/dynadojo

An Extensible Benchmarking Platform for Scalable Dynamical System Identification

Primary LanguagePythonMIT LicenseMIT

Logo

DynaDojo is a Python API for testing how models generalize and efficiently use samples in dynamical system identification. Our platform lets you understand how a model performs as various parameters are adjusted, including tuning the complexity of the system (e.g., dimension), increasing the dataset size, changing the number of timesteps per trajectory, control, adding noise, adjusting the distribution of initial conditions, and more.

You can install DynaDojo with pip:

pip install dynadojo

Introduction

There are three ways to interact with DynaDojo and users can take on multiple "hats" at a time.

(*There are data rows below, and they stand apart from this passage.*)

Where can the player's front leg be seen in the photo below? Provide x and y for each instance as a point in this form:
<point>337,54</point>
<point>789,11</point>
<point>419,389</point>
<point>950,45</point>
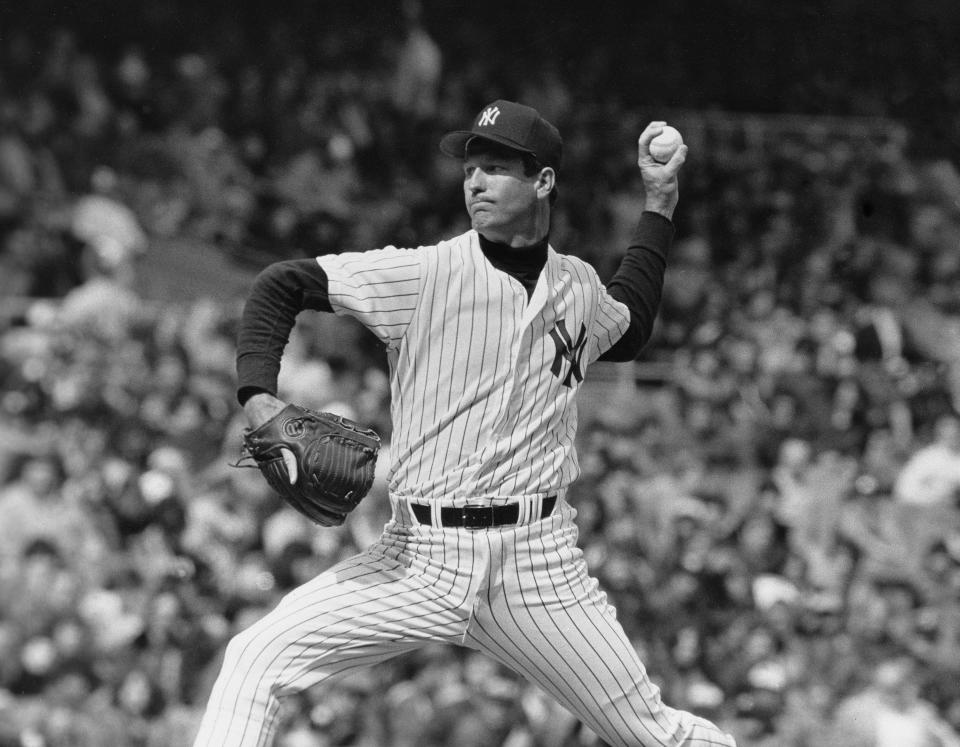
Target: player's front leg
<point>550,622</point>
<point>365,610</point>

You can add new dynamical Systems to the platform, create set environments for adjusting parameters in a Challenge, or implement your Model with our API to understand how it performs. Most of the platform is adjustable through various parameters in these clases.

Roles-Graphic-GitHub

Extensible-params-GitHub

Challenges

toychallenges-chips

DynaDojo comes with three off-the-shelf challenges: Fixed Error, Fixed Complexity, and Fixed Train Size.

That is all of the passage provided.